Keywords | Polyclonal antibodies (PAbs) production, Nano-gold applications, Lateral flow immunochromatographic assay (LFA), Antibiotic residues, Rapid detectors
Received |March 19, 2022; Accepted | June 06, 2022; Published | July 04, 2022
*Correspondence | R. Soliman, Department of Microbiology, Faculty of Veterinary medicine, Cairo University, Egypt; Email: [email protected]
Citation | Hemeda SM, Sayed RH, Hassan H, Sheima AE, Aboul-Ella H, Soliman R (2022). Development of colloid gold-based lateral flow immunochromatographic kits for screening and rapid detection of beta-lactams antibiotic residues in dairy milk. Adv. Anim. Vet. Sci. 10(7):1616-1622.
DOI | https://dx.doi.org/10.17582/journal.aavs/2022/10.7.1616.1622
ISSN (Online) | 2307-8316
Copyright: 2022 by the authors. Licensee ResearchersLinks Ltd, England, UK.
This article is an open access article distributed under the terms and conditions of the Creative Commons Attribution (CC BY) license (https://creativecommons.org/licenses/by/4.0/).
Introduction
Beta-lactam antibiotics are among the most frequently used in the dairy animal production process, especially as an extensively used antimicrobial agent in the treatment of mastitis. The Beta-lactam group includes those members that shared the same building chemical structure bearing the Beta-lactam ring; Penicillin derivatives, Cephalosporins and Cephamycin (Cephems), Monobactams carbapenems, and Carbapenems (Karageorgou et al., 2012).

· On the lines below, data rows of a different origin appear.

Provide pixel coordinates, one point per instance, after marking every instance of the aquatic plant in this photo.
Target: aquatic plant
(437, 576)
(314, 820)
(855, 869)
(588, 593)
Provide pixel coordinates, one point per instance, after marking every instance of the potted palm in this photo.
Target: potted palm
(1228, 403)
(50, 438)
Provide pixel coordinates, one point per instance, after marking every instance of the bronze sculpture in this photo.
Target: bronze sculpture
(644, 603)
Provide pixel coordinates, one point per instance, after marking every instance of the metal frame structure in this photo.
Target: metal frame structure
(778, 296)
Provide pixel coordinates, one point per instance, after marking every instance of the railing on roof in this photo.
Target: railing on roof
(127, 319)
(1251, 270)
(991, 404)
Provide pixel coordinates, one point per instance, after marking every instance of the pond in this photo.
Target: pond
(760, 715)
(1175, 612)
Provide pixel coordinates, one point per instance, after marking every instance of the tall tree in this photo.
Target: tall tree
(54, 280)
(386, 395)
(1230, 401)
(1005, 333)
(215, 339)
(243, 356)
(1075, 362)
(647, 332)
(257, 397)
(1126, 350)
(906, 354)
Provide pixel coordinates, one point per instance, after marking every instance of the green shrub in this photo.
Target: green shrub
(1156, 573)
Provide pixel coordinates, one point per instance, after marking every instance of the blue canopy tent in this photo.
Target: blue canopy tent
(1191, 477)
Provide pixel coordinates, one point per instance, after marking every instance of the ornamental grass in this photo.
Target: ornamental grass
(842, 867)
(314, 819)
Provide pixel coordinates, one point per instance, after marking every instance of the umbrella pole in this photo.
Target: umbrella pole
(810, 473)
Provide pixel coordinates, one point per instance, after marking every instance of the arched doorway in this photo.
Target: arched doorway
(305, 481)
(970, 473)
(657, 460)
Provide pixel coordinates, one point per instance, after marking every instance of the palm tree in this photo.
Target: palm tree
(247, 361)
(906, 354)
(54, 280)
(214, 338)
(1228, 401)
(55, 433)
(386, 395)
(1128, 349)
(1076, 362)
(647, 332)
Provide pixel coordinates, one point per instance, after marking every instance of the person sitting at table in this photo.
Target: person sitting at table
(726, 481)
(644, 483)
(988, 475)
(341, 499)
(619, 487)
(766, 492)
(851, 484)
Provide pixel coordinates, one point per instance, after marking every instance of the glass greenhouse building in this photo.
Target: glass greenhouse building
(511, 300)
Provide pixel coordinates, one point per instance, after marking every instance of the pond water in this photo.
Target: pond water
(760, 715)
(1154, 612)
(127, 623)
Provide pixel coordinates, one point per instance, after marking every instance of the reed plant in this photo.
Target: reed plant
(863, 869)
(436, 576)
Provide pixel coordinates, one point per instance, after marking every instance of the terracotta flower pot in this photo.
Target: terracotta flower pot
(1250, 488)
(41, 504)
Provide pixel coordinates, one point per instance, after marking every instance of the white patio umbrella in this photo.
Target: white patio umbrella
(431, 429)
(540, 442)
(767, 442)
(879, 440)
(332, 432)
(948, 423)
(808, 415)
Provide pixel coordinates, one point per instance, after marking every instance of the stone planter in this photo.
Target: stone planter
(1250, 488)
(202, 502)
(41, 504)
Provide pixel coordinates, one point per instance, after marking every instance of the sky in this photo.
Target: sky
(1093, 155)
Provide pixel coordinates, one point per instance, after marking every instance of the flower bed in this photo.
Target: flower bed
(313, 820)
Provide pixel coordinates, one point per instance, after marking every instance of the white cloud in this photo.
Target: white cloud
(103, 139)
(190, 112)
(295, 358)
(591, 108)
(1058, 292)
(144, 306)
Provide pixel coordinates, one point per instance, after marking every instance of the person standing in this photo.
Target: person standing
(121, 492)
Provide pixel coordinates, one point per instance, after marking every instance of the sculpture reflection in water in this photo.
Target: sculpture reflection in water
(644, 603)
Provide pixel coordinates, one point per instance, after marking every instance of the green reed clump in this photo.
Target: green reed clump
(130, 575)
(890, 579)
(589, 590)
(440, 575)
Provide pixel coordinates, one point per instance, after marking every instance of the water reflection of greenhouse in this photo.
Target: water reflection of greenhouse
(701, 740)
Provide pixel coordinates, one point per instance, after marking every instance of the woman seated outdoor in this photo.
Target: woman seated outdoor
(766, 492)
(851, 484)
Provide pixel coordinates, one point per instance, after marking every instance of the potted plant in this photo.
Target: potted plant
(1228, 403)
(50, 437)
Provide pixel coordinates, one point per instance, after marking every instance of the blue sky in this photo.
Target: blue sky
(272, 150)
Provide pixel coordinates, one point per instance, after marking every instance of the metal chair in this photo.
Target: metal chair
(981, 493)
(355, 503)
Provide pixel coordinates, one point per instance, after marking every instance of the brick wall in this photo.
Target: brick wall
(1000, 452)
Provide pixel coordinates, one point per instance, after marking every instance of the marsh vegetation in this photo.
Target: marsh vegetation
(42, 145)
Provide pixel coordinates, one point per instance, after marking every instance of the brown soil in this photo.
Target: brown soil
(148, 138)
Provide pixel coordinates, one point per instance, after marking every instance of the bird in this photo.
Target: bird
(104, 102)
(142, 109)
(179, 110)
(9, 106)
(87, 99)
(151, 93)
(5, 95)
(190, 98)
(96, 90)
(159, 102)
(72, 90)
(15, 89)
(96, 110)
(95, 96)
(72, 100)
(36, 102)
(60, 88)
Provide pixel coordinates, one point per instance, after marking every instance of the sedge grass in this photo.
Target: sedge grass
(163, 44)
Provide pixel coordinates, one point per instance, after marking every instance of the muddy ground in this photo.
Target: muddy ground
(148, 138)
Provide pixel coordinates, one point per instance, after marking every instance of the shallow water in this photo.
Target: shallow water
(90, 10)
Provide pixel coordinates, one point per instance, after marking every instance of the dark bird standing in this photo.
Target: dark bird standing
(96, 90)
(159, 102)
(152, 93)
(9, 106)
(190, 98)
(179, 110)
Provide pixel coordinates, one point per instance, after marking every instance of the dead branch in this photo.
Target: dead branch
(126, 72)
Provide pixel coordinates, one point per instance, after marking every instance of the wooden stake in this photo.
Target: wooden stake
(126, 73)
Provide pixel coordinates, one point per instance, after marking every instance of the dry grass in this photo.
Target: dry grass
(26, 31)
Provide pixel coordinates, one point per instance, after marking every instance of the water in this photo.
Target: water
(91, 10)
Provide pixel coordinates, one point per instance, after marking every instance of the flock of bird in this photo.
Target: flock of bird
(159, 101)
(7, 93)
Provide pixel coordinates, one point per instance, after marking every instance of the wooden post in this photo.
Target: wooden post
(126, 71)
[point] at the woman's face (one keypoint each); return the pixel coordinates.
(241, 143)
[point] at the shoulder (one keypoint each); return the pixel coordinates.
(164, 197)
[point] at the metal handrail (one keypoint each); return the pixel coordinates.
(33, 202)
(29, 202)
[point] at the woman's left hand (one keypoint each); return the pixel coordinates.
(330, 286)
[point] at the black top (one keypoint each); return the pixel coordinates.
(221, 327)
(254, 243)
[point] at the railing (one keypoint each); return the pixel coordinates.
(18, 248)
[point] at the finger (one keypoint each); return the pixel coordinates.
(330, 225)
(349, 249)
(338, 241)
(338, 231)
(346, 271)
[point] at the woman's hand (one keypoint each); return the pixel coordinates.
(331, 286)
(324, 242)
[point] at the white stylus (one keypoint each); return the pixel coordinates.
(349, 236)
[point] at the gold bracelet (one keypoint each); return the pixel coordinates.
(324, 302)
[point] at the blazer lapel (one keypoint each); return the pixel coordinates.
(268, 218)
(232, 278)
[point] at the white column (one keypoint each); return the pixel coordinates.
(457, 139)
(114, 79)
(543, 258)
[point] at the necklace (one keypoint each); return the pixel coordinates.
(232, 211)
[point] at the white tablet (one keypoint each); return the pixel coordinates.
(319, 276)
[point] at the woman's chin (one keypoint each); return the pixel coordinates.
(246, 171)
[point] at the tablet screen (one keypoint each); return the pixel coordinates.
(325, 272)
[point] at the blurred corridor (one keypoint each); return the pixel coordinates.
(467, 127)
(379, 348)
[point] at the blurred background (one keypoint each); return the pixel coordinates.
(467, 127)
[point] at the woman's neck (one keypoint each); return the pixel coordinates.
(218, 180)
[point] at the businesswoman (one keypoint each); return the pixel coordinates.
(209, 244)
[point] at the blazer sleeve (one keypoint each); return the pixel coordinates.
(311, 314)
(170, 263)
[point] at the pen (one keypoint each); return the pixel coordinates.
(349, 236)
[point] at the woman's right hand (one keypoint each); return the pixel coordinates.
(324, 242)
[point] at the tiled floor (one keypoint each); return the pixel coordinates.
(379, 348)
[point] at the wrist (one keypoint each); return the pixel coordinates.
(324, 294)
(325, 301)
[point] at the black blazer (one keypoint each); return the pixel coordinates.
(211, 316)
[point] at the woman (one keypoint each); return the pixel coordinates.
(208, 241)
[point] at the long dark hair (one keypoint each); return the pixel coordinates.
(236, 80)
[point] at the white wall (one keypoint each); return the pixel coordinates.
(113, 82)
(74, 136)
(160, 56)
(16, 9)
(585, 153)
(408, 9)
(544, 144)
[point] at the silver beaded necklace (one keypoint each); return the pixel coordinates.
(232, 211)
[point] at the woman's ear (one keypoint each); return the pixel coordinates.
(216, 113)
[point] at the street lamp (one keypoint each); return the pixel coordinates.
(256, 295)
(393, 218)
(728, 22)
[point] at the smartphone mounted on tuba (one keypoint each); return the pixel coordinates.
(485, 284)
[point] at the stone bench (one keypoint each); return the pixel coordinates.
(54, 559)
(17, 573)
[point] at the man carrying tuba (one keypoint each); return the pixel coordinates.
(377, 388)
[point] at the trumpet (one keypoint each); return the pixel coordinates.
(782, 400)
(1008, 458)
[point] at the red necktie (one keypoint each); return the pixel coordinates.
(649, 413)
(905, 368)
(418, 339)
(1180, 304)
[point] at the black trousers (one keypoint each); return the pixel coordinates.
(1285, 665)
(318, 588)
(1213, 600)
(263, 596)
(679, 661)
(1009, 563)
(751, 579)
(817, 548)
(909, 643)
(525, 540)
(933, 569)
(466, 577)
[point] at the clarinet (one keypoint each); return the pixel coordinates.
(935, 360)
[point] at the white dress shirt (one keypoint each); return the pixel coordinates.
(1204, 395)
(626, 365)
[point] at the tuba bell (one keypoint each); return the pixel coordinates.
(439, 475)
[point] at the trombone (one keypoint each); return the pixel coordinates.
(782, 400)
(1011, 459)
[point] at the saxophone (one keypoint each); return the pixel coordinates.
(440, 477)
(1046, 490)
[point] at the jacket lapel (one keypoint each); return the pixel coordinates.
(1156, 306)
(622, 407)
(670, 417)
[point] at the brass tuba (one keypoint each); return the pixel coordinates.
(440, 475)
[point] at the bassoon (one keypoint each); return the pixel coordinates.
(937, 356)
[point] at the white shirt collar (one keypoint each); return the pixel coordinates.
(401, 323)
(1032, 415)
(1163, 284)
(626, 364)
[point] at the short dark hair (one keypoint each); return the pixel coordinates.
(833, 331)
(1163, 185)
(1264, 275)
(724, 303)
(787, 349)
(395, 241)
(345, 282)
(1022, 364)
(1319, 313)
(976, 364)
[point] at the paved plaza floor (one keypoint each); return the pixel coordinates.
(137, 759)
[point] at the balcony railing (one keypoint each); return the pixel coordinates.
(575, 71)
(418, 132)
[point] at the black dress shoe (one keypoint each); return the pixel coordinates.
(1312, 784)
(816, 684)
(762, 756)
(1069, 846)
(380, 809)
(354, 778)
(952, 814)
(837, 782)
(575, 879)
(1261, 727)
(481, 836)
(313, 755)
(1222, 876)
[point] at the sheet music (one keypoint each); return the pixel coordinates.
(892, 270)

One of the most incriminated causes of the presence of antibiotic residues in dairy milk and its long-run adverse impact on antimicrobial resistance and its public health concerns is the uncontrolled use of antibiotics and the inconsideration of the withdrawal time of the used antibiotics (Kebede et al., 2014).
The antibiotic residues and especially β-lactam antibiotic residues have serious health hazardous effects on the end consumers including allergic reactions in susceptible persons and subsequent antibiotic resistance, especially to Penicillin and other ß-lactam antibiotics such as cephalosporins and carbapenems. These antibiotic residues could cause allergies if high levels if it exists in milk consumed by penicillin-allergic persons (Conzuelo et al., 2013). Maximum residue limits (MRLs) of antibiotics in milk have been set by the European Commission to protect the health of consumers (European Commission, 2010). For example, the MRL for ampicillin, penicillin G, and Amoxicillin is 4μg/kg, the limit above which the milk is shouldn’t be consumed.
The already established methods which are used for the detection of β-lactams antibiotic residues in milk are divided into two major groups; the first group consists of screening methods including the microbial inhibition assay (MIA) and the enzyme-linked receptor binding assay. These methods, however, are characterized by low sensitivity, low specificity, and they are time-consuming methods (Wang, 2010).
Beta-lactams residue in dairy milk can also be detected by Bacterial Growth Inhibition methods such as Milch test (Juščáková and Kožárová, 2017), Delvotest SP (Sierra et al., 2009), Inhibition MRL test (Nihad et al., 2014), Rosa Charm β-Lactam test (Bion et al., 2016) and competitive binding methods such as the SNAP β-lactam test (Nihad Fejzić et al., 2014).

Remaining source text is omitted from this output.